Tuesday, November 12, 2013

History in the Supreme Court of Canada

Today one of the (federal) Crown's legal counsel, Robert Frater, took up the government's case in the reference question put to the Supreme Court of Canada.
Frater began his arguments by reminding the Court the Senate has been changed unilaterally in the past, in 1965, when the retirement age for senators was set at 75 years. Before then, senators were appointed for life, and Frater pointed out at least 20 judges served into their 90s and two reached 100.
But under the terms of the BNA Act prevailing in 1965, the federal government alone was entirely within its powers in amending the term of appointment of senators from life to 75 years.   You could read about it in the Commons Debates for that year.

An entirely different clause of the BNA Act covered the lifetime tenures of superior court judges. When the Diefenbaker government decided in 1961 to proceed by constitutional amendment to oblige the judges to retire at 75, it secured the consent of every single province in Canada before formally requesting the British parliament to make the amendment. Frater's bit about the judges would seem to go against his argument here.
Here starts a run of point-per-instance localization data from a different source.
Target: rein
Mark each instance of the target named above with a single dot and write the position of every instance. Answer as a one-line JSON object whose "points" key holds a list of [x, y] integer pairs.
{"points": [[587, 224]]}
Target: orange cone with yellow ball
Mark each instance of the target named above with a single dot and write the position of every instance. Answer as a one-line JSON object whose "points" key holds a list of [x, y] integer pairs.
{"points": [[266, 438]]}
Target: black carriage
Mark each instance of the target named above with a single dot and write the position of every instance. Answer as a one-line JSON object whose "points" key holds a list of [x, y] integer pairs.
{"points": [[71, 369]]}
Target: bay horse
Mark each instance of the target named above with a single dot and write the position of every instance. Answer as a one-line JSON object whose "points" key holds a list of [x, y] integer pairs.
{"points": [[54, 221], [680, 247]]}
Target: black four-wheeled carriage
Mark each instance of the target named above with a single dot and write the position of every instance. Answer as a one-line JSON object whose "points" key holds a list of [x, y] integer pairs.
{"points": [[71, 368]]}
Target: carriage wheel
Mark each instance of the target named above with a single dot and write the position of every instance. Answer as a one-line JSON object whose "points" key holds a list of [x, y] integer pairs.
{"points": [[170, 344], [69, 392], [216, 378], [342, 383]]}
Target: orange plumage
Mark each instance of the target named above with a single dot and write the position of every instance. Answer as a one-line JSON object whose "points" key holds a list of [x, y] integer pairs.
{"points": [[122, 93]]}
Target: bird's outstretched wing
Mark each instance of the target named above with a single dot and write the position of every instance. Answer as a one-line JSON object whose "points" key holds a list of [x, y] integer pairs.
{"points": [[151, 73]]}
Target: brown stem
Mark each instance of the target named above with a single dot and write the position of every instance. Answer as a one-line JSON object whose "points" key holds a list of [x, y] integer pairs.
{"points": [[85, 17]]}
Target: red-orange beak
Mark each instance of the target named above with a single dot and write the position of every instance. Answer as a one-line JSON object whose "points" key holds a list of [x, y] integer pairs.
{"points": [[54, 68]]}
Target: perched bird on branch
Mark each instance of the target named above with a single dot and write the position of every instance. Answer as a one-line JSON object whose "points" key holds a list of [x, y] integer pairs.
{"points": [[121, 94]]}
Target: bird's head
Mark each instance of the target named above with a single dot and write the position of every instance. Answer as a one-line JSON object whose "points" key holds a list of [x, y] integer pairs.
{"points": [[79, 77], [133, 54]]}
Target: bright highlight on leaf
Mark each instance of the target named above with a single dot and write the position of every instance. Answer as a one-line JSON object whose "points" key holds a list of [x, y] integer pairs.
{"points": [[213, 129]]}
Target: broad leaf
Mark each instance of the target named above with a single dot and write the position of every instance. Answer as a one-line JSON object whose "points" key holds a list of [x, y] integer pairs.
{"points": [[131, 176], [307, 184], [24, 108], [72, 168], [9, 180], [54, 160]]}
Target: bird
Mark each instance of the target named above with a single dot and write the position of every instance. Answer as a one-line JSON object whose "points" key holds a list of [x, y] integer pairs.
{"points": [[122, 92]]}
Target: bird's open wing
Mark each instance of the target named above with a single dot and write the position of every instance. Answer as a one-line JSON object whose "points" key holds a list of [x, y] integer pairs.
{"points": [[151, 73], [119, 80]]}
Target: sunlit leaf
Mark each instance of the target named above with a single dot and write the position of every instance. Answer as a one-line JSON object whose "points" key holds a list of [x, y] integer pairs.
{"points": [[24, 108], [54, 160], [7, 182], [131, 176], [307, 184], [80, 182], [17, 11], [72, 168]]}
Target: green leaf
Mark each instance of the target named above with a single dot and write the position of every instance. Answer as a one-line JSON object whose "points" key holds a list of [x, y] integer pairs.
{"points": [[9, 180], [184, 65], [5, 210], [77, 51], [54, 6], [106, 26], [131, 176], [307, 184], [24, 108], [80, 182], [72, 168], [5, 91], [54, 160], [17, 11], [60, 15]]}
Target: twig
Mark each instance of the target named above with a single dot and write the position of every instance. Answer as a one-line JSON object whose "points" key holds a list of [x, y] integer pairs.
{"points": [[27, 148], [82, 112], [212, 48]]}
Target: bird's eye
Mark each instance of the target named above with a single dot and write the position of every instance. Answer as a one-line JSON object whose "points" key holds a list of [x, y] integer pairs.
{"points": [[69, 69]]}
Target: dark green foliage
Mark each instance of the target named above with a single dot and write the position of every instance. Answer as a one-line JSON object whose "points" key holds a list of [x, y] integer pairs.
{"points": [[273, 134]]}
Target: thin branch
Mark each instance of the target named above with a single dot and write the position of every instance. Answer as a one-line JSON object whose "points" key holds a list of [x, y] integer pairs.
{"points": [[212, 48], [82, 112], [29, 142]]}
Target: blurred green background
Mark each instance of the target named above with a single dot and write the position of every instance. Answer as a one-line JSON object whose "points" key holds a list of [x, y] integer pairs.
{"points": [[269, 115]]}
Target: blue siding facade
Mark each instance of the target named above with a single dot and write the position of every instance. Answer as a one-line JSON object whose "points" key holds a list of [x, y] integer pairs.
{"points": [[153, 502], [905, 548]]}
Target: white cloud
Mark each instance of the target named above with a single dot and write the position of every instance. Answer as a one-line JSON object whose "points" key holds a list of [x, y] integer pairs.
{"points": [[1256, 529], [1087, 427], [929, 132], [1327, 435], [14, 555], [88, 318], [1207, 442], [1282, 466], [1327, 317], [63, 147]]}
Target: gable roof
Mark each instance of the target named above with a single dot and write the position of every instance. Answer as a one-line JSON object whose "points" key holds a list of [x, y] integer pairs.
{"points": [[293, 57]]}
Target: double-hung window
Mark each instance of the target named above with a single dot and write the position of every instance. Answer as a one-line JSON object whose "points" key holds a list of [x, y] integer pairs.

Dief's amendment terminated all the over-75 judges at once.  Pearson's Senate retirement bill left unchanged the life appointment of sitting Senators; it was purely for future appointees.  But fearing the Senate might actually defeat the bill, they did offer generous pension terms to any senator willing to retire voluntarily.

Never heard that any Supreme Court of Canada judges read this blog. No doubt they will do fine without it.